And every forum was full of signatures with big, hopeful .gifs and people ended every sentence with “CHECK OUT MY WEBCOMIC!”  And we had to have The Talk about how we do not make forum posts just to plug ourselves because that is cheap.

Is this starting to sound familiar to anybody? Maybe just a tad?

It was a smaller scale. There have never been as many comics as books—probably because throughout history, fewer people have believed they could draw. But it was the same world.

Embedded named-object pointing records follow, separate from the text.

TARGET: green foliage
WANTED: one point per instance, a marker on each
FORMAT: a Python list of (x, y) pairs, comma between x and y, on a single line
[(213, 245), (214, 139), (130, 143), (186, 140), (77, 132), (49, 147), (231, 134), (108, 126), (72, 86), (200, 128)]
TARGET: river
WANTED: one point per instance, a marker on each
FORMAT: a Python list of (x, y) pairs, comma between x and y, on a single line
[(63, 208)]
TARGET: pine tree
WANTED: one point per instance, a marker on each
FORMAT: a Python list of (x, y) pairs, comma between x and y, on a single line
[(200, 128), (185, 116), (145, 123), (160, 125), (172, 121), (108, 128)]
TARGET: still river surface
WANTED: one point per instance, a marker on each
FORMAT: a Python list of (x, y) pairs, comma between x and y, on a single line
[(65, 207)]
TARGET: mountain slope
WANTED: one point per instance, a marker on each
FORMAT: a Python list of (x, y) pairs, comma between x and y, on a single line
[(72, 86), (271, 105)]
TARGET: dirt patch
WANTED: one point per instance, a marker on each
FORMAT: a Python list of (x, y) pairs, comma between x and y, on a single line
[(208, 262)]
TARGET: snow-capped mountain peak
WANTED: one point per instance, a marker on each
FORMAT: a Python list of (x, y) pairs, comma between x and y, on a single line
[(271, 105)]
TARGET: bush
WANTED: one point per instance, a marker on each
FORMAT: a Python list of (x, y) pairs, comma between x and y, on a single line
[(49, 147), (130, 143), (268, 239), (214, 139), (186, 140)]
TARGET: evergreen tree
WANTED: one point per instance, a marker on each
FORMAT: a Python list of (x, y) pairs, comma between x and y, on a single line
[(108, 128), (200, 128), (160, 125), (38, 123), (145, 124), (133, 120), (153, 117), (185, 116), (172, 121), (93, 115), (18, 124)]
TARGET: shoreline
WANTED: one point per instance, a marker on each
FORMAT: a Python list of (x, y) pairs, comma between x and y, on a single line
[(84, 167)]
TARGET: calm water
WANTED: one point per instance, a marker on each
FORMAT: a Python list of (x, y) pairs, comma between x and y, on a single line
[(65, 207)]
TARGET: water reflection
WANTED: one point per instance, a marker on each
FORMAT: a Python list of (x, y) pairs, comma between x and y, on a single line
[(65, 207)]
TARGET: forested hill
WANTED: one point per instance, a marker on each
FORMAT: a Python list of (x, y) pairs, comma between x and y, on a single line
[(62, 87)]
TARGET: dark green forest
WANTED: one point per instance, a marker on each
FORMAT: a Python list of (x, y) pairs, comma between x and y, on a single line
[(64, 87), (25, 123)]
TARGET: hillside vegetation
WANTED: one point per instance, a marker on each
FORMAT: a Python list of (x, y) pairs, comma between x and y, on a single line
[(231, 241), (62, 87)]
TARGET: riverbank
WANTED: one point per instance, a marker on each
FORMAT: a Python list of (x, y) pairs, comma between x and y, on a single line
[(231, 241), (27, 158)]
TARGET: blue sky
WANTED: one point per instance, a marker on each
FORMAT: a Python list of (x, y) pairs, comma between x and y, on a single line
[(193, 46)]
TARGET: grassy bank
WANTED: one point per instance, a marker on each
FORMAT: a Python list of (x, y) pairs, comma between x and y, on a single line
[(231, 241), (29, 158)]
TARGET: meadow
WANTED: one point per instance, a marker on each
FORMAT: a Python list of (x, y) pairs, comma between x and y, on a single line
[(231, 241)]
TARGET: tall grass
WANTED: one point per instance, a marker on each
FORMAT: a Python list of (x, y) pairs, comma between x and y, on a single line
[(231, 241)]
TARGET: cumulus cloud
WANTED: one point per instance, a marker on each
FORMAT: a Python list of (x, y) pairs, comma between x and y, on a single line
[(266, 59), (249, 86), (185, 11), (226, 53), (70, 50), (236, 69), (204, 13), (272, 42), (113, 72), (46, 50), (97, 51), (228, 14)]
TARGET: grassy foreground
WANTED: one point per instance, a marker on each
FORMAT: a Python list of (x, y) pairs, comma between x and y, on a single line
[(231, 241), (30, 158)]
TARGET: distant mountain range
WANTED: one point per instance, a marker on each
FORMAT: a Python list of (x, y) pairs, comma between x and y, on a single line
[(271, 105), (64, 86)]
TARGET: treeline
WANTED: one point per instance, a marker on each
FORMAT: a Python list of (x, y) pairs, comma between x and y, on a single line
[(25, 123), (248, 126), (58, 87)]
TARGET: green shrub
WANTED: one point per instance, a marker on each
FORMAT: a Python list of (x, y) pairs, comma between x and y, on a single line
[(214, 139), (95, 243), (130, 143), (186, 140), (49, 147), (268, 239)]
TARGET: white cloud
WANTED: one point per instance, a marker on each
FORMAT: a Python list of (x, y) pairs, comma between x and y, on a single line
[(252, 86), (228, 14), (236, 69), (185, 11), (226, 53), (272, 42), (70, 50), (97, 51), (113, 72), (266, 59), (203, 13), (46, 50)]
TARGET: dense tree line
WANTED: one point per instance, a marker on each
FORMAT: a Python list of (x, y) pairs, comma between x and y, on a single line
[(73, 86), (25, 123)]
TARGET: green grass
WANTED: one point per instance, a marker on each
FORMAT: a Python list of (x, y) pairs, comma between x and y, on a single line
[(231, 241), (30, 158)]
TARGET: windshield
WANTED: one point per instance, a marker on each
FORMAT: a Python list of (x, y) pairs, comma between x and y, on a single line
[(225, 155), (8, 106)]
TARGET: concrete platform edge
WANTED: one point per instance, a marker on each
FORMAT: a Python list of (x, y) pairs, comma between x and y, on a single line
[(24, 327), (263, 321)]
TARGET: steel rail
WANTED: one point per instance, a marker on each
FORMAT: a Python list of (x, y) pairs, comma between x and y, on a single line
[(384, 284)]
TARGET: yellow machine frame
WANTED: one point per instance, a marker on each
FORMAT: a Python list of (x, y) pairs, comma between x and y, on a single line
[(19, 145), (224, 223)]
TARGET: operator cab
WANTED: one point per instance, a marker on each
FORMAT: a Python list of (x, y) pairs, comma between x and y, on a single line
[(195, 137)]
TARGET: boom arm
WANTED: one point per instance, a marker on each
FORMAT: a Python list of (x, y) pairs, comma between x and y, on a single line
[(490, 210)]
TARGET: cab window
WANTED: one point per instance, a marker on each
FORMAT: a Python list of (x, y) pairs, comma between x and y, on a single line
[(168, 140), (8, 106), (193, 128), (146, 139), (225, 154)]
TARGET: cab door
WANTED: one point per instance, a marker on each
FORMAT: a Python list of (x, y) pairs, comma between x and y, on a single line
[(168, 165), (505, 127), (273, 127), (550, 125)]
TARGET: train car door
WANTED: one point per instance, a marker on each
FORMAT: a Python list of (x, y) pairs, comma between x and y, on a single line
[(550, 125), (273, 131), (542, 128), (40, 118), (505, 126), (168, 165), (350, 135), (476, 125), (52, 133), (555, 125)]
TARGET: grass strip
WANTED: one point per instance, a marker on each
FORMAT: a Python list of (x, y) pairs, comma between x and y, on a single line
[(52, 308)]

This is not me slamming self-publishing. Are you kidding? I was one of those webcomics people! I have a rocket ship on my mantlepiece and an Eisner nomination and a nonexistent tattoo of the New York Times quote because of my webcomic, which quite frankly makes me one of the teeny tiny upper percentage in terms of critical recognition in a webcomic. (Seriously, I think I’m behind Girl Genius and…uh…apologizing to Howard Taylor a lot…) I am a huge raving success story about the power of putting a comic on the web with no gatekeeper and no editor and a complete inability to spell the word “separate” correctly on the first try. The day may come, if I can hack the work (and it won’t be for a long time, so don’t get excited) when I may do another webcomic, because webcomics are glorious.

It was a brave new world. It was the Wild West. It was awesome.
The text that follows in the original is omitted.